As the complexity and destructiveness of Advanced Persistent Threat (APT) increase, there is a growing tendency to identify a series of actions undertaken to achieve the attacker's target, called attack investigation. Currently, analysts construct the provenance graph to perform causality analysis on Point-Of-Interest (POI) event for capturing critical events (related to the attack). However, due to the vast size of the provenance graph and the rarity of critical events, existing attack investigation methods suffer from problems of high false positives, high overhead, and high latency. To this end, we propose SPARSE, an efficient and real-time system for constructing critical component graphs (i.e., consisting of critical events) from streaming logs. Our key observation is 1) Critical events exist in a suspicious semantic graph (SSG) composed of interaction flows between suspicious entities, and 2) Information flows that accomplish attacker's goal exist in the form of paths. Therefore, SPARSE uses a two-stage framework to implement attack investigation (i.e., constructing the SSG and performing path-level contextual analysis). First, SPARSE operates in a state-based mode where events are consumed as streams, allowing easy access to the SSG related to the POI event through semantic transfer rule and storage strategy. Then, SPARSE identifies all suspicious flow paths (SFPs) related to the POI event from the SSG, quantifies the influence of each path to filter irrelevant events. Our evaluation on a real large-scale attack dataset shows that SPARSE can generate a critical component graph (~ 113 edges) in 1.6 seconds, which is 2014 X smaller than the backtracking graph (~ 227,589 edges). SPARSE is 25 X more effective than other state-of-the-art techniques in filtering irrelevant edges.

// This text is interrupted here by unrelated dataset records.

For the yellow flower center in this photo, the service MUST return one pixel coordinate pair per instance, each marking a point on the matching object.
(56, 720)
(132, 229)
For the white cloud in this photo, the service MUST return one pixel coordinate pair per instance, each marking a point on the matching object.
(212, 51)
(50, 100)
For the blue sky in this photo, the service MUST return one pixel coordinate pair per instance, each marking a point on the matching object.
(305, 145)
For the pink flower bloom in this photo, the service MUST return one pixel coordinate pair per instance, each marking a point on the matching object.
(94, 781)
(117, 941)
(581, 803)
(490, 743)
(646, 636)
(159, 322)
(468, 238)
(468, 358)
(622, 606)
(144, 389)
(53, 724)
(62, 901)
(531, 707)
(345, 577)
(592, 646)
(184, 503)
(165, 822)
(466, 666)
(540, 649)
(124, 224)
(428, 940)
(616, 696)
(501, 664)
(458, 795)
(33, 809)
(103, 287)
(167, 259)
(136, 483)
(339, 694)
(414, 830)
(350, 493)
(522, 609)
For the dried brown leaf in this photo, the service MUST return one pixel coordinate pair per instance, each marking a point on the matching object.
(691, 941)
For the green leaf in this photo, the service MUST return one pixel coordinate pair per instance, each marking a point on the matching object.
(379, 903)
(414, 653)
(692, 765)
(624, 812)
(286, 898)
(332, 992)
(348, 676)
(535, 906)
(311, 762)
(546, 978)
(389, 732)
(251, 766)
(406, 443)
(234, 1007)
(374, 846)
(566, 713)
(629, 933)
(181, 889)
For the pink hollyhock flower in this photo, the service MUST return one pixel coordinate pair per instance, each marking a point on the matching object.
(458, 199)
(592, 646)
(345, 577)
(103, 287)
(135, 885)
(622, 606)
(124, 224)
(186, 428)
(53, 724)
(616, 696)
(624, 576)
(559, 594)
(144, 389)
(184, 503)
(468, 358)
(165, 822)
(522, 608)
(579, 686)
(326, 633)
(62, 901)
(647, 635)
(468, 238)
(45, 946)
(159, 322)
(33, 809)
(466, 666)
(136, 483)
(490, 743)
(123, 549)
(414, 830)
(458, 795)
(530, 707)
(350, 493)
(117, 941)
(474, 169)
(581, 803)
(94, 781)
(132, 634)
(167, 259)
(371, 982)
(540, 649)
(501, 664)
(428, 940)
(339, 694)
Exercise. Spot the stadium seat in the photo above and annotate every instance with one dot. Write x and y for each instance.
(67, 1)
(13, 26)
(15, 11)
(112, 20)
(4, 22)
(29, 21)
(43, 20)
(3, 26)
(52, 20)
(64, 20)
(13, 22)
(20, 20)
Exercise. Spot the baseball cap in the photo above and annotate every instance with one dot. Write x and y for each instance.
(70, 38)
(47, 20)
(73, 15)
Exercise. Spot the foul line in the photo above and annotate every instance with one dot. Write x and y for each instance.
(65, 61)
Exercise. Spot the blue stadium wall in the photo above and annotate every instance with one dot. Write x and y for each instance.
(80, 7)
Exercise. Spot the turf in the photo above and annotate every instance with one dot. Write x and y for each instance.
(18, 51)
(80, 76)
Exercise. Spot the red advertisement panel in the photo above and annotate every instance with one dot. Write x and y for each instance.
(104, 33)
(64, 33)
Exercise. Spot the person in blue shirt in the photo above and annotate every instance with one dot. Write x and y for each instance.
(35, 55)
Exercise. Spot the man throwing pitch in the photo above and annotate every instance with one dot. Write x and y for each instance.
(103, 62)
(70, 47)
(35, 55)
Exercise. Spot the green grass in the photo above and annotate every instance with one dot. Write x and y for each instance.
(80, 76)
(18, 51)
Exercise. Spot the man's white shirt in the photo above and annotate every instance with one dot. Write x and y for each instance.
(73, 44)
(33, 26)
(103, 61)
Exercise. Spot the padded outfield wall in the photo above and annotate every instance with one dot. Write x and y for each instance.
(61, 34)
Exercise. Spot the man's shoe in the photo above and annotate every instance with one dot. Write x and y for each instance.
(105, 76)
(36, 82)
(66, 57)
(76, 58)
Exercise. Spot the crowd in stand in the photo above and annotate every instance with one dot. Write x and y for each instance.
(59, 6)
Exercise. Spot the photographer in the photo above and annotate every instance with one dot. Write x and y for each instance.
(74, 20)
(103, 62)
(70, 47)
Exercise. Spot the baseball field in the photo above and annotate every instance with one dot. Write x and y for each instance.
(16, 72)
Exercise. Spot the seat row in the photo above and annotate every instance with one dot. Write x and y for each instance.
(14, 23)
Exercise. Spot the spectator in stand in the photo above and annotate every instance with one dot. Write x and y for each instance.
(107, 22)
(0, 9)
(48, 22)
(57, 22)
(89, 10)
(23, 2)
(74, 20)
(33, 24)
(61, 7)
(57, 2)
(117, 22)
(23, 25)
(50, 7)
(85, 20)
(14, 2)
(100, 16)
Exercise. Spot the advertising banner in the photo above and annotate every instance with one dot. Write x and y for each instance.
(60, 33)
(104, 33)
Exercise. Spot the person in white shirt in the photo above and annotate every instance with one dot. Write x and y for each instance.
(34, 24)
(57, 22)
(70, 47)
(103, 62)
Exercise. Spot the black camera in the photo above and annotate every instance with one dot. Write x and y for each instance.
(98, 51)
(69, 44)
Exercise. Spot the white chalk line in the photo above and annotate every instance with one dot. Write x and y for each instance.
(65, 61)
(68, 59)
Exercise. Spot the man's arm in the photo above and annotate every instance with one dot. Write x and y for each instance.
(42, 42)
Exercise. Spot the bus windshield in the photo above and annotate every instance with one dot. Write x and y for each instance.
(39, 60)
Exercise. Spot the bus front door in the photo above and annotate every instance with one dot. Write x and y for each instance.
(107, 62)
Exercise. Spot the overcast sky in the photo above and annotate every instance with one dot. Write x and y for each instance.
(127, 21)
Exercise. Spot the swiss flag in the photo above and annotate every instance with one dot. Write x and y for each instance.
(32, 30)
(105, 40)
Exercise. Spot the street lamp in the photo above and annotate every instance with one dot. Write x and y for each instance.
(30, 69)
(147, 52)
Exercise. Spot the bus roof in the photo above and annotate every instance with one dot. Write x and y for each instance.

翻译：随着高级持续性威胁（APT）的复杂性与破坏性日益加剧，识别攻击者为实现目标所执行的一系列动作（即攻击溯源）已成为关键需求。当前，研究者通过构建溯源图对兴趣点（POI）事件进行因果分析，以捕获与攻击相关的关键事件。然而，由于溯源图规模庞大且关键事件极为稀少，现有攻击溯源方法存在误报率高、开销大、延迟高等问题。为此，我们提出SPARSE——一种高效实时的系统，能够从流式日志中构建关键组件图（即由关键事件构成的图）。其核心发现如下：1）关键事件存在于由可疑实体间交互流构成的可疑语义图（SSG）中；2）实现攻击者目标的信息流以路径形式存在。基于此，SPARSE采用两阶段框架实现攻击溯源（即构建SSG并执行路径级上下文分析）。首先，SPARSE运行于基于状态的模式中，事件以流式方式被消费，通过语义传递规则与存储策略可快速访问与POI事件相关的SSG；其次，SPARSE从SSG中识别所有与POI事件相关的可疑流路径（SFP），并通过量化每条路径的影响力来过滤无关事件。在真实大规模攻击数据集上的评估表明：SPARSE能在1.6秒内生成关键组件图（约113条边），其规模仅为回溯图（约227,589条边）的1/2014；在过滤无关边方面，SPARSE的有效性较其他最先进技术提升25倍。